И в то же мгновение прерванные разговоры возобновились, но вечеринка была уже закончена, один за другим люди незаметно исчезали. Джереми посмотрел на часы: пора было ехать переодеваться к ужину. Он перехватил взгляд Дакса.
— Мне пора. Увидимся утром, за завтраком.
— В десять, у меня.
Вежливость требовала от Джереми попрощаться с хозяйкой, но ее нигде не было видно. Пришлось уйти по-английски.
Вслед за Котярой Джереми прошел в столовую. Дакс ждал его в пижаме, с усталым лицом. В руке его был большой стакан томатного сока. При виде Джереми он улыбнулся.
— Наверное, величайшее открытие Америки состоит в том, что похмелье лучше всего излечивается томатным соком, лимоном и Вустерширским соусом[1].
— О Боже! Да ты ужасен, как гнев Господень. Где ты был ночью?
— Нигде. — Дакс сделал глоток, скорчил гримасу. — Все бы ничего, да вкус отвратительный.
— А я считал, что ты отправился в театр.
— Я передумал. Остался у мадам Фонтэн. Джереми бросил на Дакса удивленный взгляд. Внезапно до него дошло.

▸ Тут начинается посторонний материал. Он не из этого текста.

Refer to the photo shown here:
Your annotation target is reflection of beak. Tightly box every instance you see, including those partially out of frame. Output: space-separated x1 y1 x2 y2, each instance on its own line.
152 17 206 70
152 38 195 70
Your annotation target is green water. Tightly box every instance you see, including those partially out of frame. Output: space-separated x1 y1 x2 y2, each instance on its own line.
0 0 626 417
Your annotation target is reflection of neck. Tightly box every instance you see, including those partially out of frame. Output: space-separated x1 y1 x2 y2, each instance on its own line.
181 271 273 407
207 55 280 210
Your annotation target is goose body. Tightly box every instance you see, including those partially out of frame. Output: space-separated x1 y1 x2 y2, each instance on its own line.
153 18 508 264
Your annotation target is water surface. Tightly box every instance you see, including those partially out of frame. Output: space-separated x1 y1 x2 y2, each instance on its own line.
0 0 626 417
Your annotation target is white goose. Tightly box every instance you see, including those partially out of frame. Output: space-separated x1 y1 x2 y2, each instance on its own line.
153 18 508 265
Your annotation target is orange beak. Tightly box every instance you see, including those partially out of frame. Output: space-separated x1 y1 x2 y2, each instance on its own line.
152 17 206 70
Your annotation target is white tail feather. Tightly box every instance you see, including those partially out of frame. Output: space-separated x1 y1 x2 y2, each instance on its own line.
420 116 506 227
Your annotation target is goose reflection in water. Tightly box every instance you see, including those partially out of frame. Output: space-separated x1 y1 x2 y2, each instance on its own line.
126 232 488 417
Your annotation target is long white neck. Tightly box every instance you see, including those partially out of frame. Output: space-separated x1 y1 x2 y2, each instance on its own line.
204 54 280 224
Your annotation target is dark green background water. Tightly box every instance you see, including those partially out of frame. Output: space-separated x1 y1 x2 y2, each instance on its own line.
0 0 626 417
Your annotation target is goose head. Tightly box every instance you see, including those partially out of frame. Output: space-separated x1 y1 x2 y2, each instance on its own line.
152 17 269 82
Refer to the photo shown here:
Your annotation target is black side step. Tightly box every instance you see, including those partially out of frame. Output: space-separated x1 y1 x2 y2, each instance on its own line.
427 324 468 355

— Ты хочешь сказать, что ты ее трахнул? — с недоверием спросил он.
— Кто-нибудь должен был это сделать, — уклончиво ответил Дакс, пожимая плечами. — Нужно же было вернуть бедной женщине чувство собственного достоинства.
Джереми не мог выговорить ни слова. Дакс улыбался.
— И знаешь, она оказалась на высоте. Знала, что и как делать. Собственно, она исполнила обещание, данное у окна. Этот Бассе, должно быть, полный дурак. — Он отпил из стакана. — Знаешь, я думаю, что время от времени нам нужно снисходить до нужд пожилых дам. Ты не представляешь себе, как они благодарны и как сильно ты начинаешь выигрывать в собственных глазах.
— Ну брат! — Джереми поднес к губам стакан с соком, который Котяра поставил перед ним.
— Ты не согласен?
— Я нет. И вообще я многого не понимаю.
Дакс засмеялся.
— Странный вы народ, американцы. Считаете, что эта штука годится только для занятий любовью. На самом же деле с ее помощью можно сказать и сделать гораздо больше.
— До меня не доходит. Мне трудно...
— Да что же тут такого трудного? — не дал ему договорить Дакс. — Ведь твой малец — точно такая же часть твоего тела, как рука или нога. Ты же не позволяешь им командовать тобой. Так неужели же то, что болтается у нас между ног, не подвластно нашему контролю?
— Сдаюсь, — Джереми поднял руки. — Ты слишком изощрен или, наоборот, слишком примитивен, чтобы я мог понять тебя.